Want to do well in real estate? Be friends with Jerry Jr.

It’s becoming clear that if you want to do well in real estate, you need to be a young man involved in servicing Mr. and Mrs. Jerry Falwell Jr. You can be their pool boy, like the lucky dude in Miami, or, as Reuters reports, you can be their personal trainer. Look:

Evangelical leader and prominent Donald Trump backer Jerry Falwell Jr personally approved real estate transactions by his nonprofit Christian university that helped his personal fitness trainer obtain valuable university property, according to real estate records, internal university emails and interviews.

Around 2011, Falwell, president of Liberty University in Virginia, and his wife, Rebecca, began personal fitness training sessions with Benjamin Crosswhite, then a 23-year-old recent Liberty graduate. Now, after a series of university real estate transactions signed by Falwell, Crosswhite owns a sprawling 18-acre racquet sports and fitness facility on former Liberty property. Last year, a local bank approved a line of credit allowing Crosswhite’s business to borrow as much as $2 million against the property.

Why is this not like the Pool Boy brouhaha? Reuters:

When Falwell helped Crosswhite, he used the assets of Liberty, the tax-exempt university he has led since 2008. Among the largest Christian universities in the world, Liberty depends on hundreds of millions of dollars its students receive in federally backed student loans and Pell grants.

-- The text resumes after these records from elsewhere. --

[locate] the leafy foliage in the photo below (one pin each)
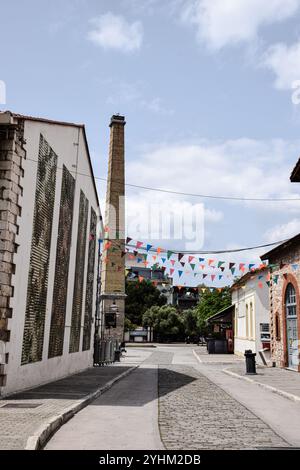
(166, 321)
(140, 297)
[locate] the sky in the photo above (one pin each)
(210, 92)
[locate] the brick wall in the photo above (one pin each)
(11, 155)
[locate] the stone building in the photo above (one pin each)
(113, 265)
(49, 213)
(284, 263)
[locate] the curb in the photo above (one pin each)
(290, 396)
(38, 440)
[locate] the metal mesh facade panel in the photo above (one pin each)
(60, 291)
(39, 256)
(88, 314)
(79, 274)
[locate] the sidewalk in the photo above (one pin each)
(29, 418)
(281, 381)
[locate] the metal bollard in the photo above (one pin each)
(250, 362)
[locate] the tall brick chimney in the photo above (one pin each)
(113, 263)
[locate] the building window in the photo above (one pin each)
(290, 301)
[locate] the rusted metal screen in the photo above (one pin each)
(88, 314)
(39, 256)
(79, 274)
(60, 291)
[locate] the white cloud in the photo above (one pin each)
(114, 32)
(237, 168)
(283, 231)
(228, 22)
(284, 61)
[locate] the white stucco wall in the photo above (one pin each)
(63, 140)
(259, 297)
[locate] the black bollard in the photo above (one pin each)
(250, 362)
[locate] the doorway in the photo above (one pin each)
(291, 327)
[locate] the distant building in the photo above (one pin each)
(250, 297)
(49, 213)
(285, 303)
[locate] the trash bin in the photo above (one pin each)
(117, 355)
(250, 362)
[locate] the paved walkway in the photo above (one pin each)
(28, 415)
(191, 410)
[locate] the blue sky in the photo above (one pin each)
(206, 87)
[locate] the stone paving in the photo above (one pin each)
(194, 413)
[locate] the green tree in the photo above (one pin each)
(166, 321)
(190, 318)
(140, 297)
(210, 303)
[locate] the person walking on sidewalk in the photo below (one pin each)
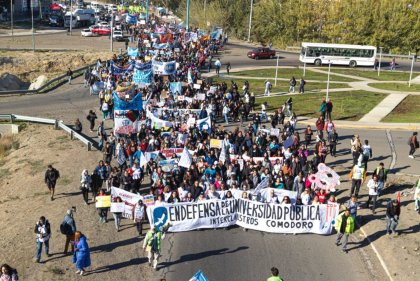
(151, 245)
(414, 144)
(357, 176)
(69, 75)
(382, 175)
(43, 235)
(302, 86)
(393, 211)
(68, 228)
(373, 192)
(417, 196)
(344, 226)
(51, 177)
(292, 84)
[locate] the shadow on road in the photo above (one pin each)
(203, 255)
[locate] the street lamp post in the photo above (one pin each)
(380, 60)
(250, 21)
(277, 68)
(304, 63)
(411, 71)
(187, 22)
(328, 80)
(71, 16)
(11, 17)
(33, 30)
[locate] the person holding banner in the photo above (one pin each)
(344, 226)
(117, 215)
(151, 245)
(139, 214)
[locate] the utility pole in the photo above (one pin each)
(250, 21)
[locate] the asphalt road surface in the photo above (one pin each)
(234, 254)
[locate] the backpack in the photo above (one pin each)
(65, 228)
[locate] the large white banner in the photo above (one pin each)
(130, 200)
(266, 217)
(164, 68)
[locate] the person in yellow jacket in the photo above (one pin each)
(151, 244)
(344, 226)
(357, 176)
(274, 275)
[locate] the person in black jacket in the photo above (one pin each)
(51, 177)
(43, 235)
(392, 216)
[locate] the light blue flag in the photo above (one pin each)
(199, 276)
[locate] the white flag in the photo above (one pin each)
(143, 160)
(186, 159)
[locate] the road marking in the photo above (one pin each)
(393, 151)
(378, 255)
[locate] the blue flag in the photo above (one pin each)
(199, 276)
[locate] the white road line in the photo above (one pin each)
(378, 255)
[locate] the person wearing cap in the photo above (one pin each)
(139, 214)
(344, 226)
(151, 245)
(70, 229)
(274, 275)
(393, 212)
(382, 175)
(414, 144)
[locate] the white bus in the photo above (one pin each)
(340, 54)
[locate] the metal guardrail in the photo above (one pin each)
(57, 124)
(40, 89)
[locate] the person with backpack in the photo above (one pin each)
(268, 87)
(81, 255)
(68, 228)
(414, 144)
(43, 235)
(91, 118)
(51, 177)
(151, 245)
(302, 86)
(7, 273)
(292, 84)
(69, 75)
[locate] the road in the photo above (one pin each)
(234, 254)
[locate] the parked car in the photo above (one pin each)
(101, 30)
(261, 53)
(87, 33)
(118, 36)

According to the piece, it seems quite clear that Falwell directed the university to go against its own financial interests to offer a sweetheart deal to his personal trainer. More from the story:

Falwell has “tried to be a business mentor” to Crosswhite, the university statement said, but that effort did not “cause him to abandon his fiduciary duties” to Liberty.

As Liberty’s leader, Falwell draws an annual salary of nearly $1 million, and is obligated to put the university’s financial interests before his own personal interests when conducting Liberty business.

“The concern is whether the university’s president wanted to do his personal trainer a favor and used Liberty assets to do it,” said Douglas Anderson, a governance specialist and former internal audit chief at Dow Chemical Co, who reviewed both the transaction and Liberty’s explanation of it at Reuters’ request. That would be bad governance, he said. “At a minimum, the terms suggest the buyer got a great deal and Liberty got very little.”

Read the whole thing. 

The Liberty University board of trustees has to decide if they’re running a university, or a Falwell family fief.